One of the most curious cases of this kind is that recorded in the
'Botanical Magazine,' (tab. 5160, f. 4) as having occurred in _Begonia
frigida_ already alluded to, and in which, in the centre of a male
flower, were four free ovoid ovaries alternating with as many stamens.
In the normal flowers of this plant, as is well known, the male flowers
have several stamens, while in the female flowers the ovary is strictly
inferior, so that, in the singular flower just described, the perianth
was inferior instead of being superior, as it is usually. It should be
added also that the perianth in these malformed flowers was precisely
like that which occurs ordinarily in the male flowers.
[Illustration: FIG. 161.--Supernumerary carpels in the orange, arising
from substitution of pistils for stamens.]
In some varieties of the orange, called by the French "bigarades
cornues," the thalamus of the flower, which is usually short, and
terminated by a glandular ring-like disc, is prolonged into a little
stalk or gynophore, bearing a ring of supernumerary carpels. These
carpels are isolated one from another, and are formed by the
transformation of the filaments of the stamens.[336]
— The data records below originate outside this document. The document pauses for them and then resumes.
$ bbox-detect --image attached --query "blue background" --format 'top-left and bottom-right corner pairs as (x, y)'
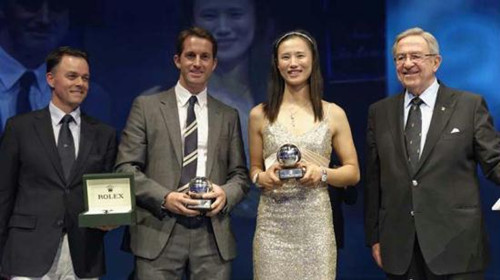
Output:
(1, 0), (500, 279)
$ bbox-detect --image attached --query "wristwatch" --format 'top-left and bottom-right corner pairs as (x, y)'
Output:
(321, 168), (328, 183)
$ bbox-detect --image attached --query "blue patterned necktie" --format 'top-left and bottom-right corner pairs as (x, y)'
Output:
(57, 115), (75, 180)
(405, 97), (424, 173)
(179, 95), (198, 191)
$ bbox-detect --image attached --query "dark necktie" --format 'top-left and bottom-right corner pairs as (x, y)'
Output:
(16, 71), (35, 114)
(179, 95), (198, 191)
(57, 115), (75, 180)
(405, 97), (423, 173)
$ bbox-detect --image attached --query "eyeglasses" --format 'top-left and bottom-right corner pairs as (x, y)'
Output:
(14, 0), (70, 13)
(394, 53), (437, 65)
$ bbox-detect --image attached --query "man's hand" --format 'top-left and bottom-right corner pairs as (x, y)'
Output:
(203, 183), (226, 217)
(163, 192), (201, 217)
(257, 162), (283, 191)
(372, 243), (382, 268)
The additional carpels in the case of the apple of St. Valery, in which
the petals are of a green colour, like the sepals, are by some
attributed to the transformation of the stamens into carpels. These
adventitious carpels frequently contain imperfect ovules and form a
whorl above the normal ones. (See _Pyrus dioica_ of Willdenow.)[337] A
similar change occasionally happens in the stamens of _Magnolia
fuscata_, while in double tulips this phenomenon is very frequent, and
among them may be found all stages of transition between stamens and
pistils, and many of the parts combining the characters of both.[338]